Unions have special privileges, accumulated through a century of laws. Unfortunately, these are not good privileges in the eyes of employers, because they give labor unions the right to disrupt the workplace in different ways. You need to be fully informed of these legal immunities, and help employees understand the full consequences of unionization.
Five Rights to Harm
There is a long list of privilege laws for unions dating back to the early twentieth century. Following are five of the most egregious:
- Exemption from prosecution after committing union-related violent acts – In the 1973 case of United States v. Emmons, the U.S. Supreme Court decided that union violence is exempted from the Hobbs Act. The Hobbs Act prohibits anyone from obstructing interstate commerce by extortion or robbery. The consequence has been unpunished acts of violence by union representatives against employees and employers.

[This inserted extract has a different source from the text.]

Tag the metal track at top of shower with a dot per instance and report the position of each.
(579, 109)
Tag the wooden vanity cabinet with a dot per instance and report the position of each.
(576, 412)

- Ability to force payment of union dues – In states that have not passed Right to Work laws, employees may be forced to pay union dues, even if they decline union membership. Also called an “agency fee,” it equals the employee’s share of union expenses for collective bargaining, grievance procedures and union contract administration. The forceful payment of the agency fee or union dues was granted by the U.S. Supreme Court in the 1988 case of “Communication Workers v. Beck.”
- Legal trespassing on employer property – Unions can ignore court-authorized injunctions against non-violent picketing, strikes and boycotts, and can legally trespass on your business property. This privilege was granted in the Norris-LaGuardia Act of 1932, now codified at 29 U.S.C. Ch. 6, § 101, seq. Non-violent activities can quickly turn violent.
- Right to force employers to bargain – There are numerous rulings made under the National Labor Relations Act (NLRA), Federal Labor Relations Authority (FLRA) and the Railway Labor Act (RLA) that force employers to the bargaining table. The rulings make it difficult for employers to counter union campaigns because they are participating in a bargaining process.
- Forced to pay for a union representative – In the U.S. Supreme Court case of “National Labor Relations Board v. Town & Country Electric, Inc.” it was decided that a person is an employee after hiring, even if the person is also being paid by the union to promote unionization. The employee is protected by the NLRA. You are forced to continue paying a union plant – a person who intentionally took the job to organize the company – unless the person is rightfully and legally terminated.
The legal privileges granted unions are destructive to the workplace. The best way to combat those privileges is to keep your workplace union free.